U.S. Supreme Court justices criticize Ohio law criminalizing political lies

The U.S. Supreme Court seems poised to throw out an Ohio law banning lies during election campaigns. An anti-abortion group sued in federal court on the grounds that the law chills free speech. Those found guilty of violating the law could pay a fine of $5,000 and six months in jail. Justices seemed unimpressed by the Ohio state officials’ arguments that allegations of chill did not trump the harm done by “malicious falsity.”(Cleveland Plain Dealer, April 22, 2014, by Sabrina Eaton)

Under the law citizens could face charges before a state election commission during a campaign. “They have to answer this charge that they lied, and just that alone is going to diminish the effect of their speech,” said Justice Ruth Bader Ginsburg. (Politico, April 22, 2014, by Paige Winfield Cunningham)

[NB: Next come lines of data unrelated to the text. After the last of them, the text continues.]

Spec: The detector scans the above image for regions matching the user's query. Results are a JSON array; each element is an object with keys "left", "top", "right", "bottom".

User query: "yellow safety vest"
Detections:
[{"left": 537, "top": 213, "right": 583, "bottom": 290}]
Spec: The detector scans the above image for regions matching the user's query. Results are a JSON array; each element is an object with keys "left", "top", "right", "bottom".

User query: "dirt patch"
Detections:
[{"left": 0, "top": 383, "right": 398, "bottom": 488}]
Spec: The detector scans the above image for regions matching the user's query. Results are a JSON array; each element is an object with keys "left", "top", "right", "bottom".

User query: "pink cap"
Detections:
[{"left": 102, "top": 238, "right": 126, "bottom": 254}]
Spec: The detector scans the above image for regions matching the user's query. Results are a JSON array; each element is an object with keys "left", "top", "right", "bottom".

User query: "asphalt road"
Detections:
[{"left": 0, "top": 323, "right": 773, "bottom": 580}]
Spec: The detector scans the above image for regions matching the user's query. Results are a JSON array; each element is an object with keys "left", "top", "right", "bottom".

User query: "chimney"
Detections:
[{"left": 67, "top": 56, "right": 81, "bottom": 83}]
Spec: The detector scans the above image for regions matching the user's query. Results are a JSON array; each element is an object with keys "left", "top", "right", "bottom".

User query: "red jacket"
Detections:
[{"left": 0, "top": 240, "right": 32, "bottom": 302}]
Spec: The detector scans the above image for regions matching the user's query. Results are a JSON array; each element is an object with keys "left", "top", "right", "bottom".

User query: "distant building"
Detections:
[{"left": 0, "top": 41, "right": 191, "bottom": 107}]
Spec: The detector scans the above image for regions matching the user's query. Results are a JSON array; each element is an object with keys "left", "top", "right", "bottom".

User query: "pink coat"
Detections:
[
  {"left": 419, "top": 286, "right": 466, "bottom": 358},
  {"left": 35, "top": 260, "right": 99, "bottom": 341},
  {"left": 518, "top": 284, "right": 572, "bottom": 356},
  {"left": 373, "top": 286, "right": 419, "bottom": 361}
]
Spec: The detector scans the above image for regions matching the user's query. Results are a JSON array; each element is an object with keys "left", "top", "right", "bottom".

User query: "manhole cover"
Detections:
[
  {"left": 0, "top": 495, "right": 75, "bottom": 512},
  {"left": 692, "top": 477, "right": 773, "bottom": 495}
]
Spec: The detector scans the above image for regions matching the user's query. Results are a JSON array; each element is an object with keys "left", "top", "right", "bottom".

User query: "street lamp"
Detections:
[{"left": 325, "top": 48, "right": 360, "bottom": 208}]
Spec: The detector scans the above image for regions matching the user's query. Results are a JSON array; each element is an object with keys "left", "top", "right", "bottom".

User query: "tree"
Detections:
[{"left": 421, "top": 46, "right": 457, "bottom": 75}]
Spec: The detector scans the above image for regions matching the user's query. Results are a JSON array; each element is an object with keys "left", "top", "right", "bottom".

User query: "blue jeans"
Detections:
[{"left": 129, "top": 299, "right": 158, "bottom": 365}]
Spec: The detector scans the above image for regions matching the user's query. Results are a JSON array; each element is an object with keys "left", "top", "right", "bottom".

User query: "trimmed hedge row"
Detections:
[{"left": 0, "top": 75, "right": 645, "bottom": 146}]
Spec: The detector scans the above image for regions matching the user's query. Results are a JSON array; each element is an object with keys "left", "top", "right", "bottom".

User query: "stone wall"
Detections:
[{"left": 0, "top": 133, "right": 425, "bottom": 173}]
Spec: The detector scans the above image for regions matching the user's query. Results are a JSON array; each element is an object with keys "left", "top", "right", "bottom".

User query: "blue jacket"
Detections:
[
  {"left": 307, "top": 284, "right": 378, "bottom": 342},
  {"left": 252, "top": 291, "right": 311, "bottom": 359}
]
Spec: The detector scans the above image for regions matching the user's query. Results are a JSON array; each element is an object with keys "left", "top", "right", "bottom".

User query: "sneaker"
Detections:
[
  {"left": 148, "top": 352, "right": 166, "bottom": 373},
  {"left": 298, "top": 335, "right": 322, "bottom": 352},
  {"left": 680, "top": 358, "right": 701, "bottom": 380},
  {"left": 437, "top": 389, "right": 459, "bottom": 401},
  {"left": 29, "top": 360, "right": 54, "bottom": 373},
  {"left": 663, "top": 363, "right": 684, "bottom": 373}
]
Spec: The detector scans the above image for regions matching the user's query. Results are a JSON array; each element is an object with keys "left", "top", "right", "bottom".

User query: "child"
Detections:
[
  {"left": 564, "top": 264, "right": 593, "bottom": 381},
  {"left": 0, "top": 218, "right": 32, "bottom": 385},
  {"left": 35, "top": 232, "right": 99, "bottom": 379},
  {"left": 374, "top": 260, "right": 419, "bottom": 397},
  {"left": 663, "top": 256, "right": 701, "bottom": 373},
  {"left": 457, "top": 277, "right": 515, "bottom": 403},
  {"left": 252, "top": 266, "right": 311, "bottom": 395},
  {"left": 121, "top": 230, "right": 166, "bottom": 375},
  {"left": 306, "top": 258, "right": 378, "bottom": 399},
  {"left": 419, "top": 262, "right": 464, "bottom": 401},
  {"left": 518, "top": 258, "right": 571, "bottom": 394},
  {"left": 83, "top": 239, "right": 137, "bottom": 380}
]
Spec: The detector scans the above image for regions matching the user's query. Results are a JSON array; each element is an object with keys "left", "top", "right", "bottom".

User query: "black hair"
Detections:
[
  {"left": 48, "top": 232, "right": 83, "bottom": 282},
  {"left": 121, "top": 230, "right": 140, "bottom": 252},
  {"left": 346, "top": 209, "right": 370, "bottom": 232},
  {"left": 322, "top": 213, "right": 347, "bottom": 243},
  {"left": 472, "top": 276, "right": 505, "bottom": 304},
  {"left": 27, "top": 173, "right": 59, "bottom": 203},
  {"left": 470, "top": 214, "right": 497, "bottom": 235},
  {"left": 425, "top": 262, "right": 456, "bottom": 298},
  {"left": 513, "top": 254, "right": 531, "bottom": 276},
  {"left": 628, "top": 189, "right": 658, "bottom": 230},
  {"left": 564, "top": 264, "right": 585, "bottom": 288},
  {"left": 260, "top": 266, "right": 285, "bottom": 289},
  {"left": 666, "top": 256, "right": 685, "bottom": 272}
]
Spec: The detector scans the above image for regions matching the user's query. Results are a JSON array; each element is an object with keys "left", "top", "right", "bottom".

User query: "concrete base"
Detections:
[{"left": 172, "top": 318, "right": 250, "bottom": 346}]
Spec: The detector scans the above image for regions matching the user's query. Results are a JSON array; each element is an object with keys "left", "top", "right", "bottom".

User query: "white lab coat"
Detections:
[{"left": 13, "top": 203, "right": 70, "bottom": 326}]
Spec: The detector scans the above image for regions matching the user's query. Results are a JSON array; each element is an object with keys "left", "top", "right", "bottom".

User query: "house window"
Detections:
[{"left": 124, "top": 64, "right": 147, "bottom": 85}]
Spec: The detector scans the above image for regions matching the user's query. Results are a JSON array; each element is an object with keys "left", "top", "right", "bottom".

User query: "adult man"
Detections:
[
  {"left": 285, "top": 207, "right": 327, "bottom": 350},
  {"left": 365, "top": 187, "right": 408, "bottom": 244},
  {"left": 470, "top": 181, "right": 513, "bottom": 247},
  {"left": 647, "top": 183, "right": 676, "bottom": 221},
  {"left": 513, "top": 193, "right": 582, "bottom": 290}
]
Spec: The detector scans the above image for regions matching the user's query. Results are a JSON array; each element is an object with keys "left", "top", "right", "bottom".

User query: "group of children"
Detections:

Michael A. Carvin and Yaakov M. Roth in The Wall Street Journal, April 18, 2014, argue that the issue was not a matter of the “right to lie” but rather the disturbing effect of placing a burden on citizens to defend the “truth” of statements in a political debate. “The premise of the First Amendment is that the people should decide what is ‘true’ and what is ‘false’ in the political arena, and punish or reward political candidates at the ballot box. Political fact-checking is not a task for courts of law. Criminal penalties should not hang over the heads of speakers who disagree with their version of political ‘truth,'” write Carvin and Roth.